According to state auditor Jan Mueller, the auditors visited Lake Geneva to "follow up" on the city's policies, procedures and internal controls as cited in the 2009 reports from local auditing firm Deignan and Associates.
She said it's not typical for her office to send auditors to a municipality.
"Typically, we review the state," she said. "But, from time to time, we visit a local municipality."
State Rep. Samantha Kerkman (R-Powers Lake) is a member of the state's Committee on Audit. She said the bureau follows some fraud complaints and will sometimes go out to a municipality to check on what's going on. She said the village of Twin Lakes recently received a visit from the State Audit Bureau.
However, she said she was not aware of the visit to Lake Geneva or the reason for it.
"They might have received some information or are acting on an anonymous complaint," Kerkman said. "They don't tell us when their auditors are going out. We trust Jan and let her do her job."
On Monday, Mueller was quick to state that the auditors were not in Lake Geneva to perform an actual audit of the city.
"We were there to visit the city to follow up on the 2009 information," she said.
City Administrator Dennis Jordan said Monday the auditors met with him and other city staff. He said they gathered information about the city before visiting and once here looked at the city's policies and procedures and asked questions about the city's tax incremental financing district.
He said they also asked about former aldermanic candidate Barb Hartke's direct legislation effort for a comprehensive audit of the city's finances. Jordan said the auditors questioned why it wasn't put to a referendum.
He said city officials provided answers and the auditors left soon after.
Mueller said she felt "uncomfortable talking at this point" about who or how her bureau was contacted regarding the city. The bureau has a fraud hotline phone number listed on its website.
She did say that the bureau received "multiple contacts."
Mueller said there will be a report filed, but she didn't know when that would occur.

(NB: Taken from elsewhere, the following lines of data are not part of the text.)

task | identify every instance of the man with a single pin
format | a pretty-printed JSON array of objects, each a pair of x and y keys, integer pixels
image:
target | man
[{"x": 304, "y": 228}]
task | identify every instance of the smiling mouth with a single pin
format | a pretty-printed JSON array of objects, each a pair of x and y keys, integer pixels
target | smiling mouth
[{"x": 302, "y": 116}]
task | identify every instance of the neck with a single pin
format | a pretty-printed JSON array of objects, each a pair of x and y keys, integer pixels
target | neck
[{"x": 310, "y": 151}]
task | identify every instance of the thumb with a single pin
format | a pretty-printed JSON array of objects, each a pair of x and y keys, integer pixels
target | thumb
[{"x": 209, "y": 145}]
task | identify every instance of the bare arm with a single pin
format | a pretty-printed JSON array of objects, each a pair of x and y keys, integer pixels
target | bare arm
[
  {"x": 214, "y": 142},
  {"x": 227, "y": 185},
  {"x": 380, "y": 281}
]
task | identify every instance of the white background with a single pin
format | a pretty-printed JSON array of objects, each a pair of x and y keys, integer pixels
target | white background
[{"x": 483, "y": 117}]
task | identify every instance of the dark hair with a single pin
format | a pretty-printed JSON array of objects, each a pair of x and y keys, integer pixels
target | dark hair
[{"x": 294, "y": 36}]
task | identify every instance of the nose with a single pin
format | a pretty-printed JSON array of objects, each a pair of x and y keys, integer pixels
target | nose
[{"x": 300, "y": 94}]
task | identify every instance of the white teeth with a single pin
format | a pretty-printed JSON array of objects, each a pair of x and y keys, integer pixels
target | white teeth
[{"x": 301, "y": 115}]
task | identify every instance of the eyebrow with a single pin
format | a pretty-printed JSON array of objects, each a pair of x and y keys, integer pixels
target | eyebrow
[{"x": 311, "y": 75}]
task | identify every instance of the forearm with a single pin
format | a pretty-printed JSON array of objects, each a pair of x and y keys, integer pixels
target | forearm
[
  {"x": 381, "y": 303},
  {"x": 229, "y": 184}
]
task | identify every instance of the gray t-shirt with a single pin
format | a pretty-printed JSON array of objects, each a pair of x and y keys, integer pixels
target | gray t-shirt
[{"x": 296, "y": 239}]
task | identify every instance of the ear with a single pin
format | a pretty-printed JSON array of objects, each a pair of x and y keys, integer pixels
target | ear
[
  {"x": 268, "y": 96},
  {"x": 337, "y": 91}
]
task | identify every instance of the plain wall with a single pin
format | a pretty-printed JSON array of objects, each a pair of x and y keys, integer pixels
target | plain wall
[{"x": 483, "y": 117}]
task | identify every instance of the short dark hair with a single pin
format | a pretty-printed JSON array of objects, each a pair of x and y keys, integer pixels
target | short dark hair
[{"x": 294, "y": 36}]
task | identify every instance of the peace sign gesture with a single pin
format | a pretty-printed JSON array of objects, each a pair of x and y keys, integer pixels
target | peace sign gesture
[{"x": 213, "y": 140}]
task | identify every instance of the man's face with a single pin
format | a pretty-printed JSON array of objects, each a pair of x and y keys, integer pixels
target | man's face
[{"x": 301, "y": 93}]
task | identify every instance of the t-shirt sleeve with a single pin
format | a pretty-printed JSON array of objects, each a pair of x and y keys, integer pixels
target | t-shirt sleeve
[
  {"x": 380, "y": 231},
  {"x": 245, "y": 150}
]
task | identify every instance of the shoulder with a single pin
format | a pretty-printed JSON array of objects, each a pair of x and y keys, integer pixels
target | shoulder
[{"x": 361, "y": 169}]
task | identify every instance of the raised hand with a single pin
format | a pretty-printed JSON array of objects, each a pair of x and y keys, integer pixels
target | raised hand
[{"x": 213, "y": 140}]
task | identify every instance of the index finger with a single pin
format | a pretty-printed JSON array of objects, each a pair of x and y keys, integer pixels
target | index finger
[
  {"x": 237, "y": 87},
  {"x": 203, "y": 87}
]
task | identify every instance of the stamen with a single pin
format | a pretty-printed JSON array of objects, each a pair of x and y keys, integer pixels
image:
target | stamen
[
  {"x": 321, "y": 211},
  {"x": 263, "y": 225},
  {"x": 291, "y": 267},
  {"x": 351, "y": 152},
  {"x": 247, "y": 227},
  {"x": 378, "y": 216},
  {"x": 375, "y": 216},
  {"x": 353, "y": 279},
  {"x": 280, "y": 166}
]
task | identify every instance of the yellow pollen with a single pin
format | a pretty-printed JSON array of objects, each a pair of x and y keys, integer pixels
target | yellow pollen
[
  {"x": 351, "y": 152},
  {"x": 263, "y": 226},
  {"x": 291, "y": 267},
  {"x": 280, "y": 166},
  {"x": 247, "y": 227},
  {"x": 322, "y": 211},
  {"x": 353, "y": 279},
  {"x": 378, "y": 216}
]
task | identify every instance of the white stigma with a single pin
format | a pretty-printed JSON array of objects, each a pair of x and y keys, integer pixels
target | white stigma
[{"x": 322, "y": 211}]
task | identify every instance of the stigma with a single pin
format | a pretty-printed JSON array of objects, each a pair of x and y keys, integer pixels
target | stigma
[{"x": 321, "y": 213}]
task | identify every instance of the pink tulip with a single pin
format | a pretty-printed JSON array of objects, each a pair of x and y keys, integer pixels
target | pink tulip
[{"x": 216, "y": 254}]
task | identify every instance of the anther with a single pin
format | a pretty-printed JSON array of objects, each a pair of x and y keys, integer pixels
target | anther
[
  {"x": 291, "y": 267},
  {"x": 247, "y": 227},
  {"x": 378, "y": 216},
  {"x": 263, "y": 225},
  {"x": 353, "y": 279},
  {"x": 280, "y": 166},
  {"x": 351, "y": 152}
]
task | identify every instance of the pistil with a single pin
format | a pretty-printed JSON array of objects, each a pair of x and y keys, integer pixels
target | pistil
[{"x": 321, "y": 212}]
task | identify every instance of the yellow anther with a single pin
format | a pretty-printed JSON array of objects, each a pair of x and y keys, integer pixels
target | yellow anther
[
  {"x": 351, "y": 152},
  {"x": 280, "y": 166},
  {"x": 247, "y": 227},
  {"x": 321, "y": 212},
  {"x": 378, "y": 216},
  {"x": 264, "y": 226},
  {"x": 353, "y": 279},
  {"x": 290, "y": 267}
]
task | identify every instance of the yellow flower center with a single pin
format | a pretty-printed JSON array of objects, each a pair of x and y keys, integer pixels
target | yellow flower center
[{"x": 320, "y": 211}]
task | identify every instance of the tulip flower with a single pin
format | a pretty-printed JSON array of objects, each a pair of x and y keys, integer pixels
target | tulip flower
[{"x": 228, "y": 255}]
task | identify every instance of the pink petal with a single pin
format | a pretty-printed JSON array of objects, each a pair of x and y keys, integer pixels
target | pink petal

She said the bureau still was waiting for the city to provide additional information before the report can be finalized.
As in previous years, the city's 2009 internal controls report cited several improvement needs with some "significant deficiencies" specifically related to segregation of duties because of a relatively small staff and preparation of financial statements not being outsourced.
Deignan and Associates, which performed the 2009 audit, noted a number of other aspects that "are opportunities for strengthening internal controls and operating efficiency." Several items were included in the management letter that have been addressed in the past several months, including parking and beach revenue collections. Others on the list included suggestions regarding segregation of duties, combining financial personnel in one department and addressing the city's petty cash policies.
Deignan and Associates weren't the only ones to perform a government-wide financial analysis. In a separate assessment of the internal controls performed in December 2009, Certified Public Accountants, Green Bay, made several suggestions to the city.
According to that 13-page document, the city could improve its "reliability and timeliness of internal and external financial reporting." The documents state that in 2008, the city did not do that and it created difficulties in managing city budgets for management. The report states that is one of the reasons the former comptroller was replaced by current comptroller Peg Pollitt.
The report also cites recommendations for receipts, revenues and accounts receivable procedures, reducing the number of separate checking accounts, and creating a policy for maintaining petty cash funds.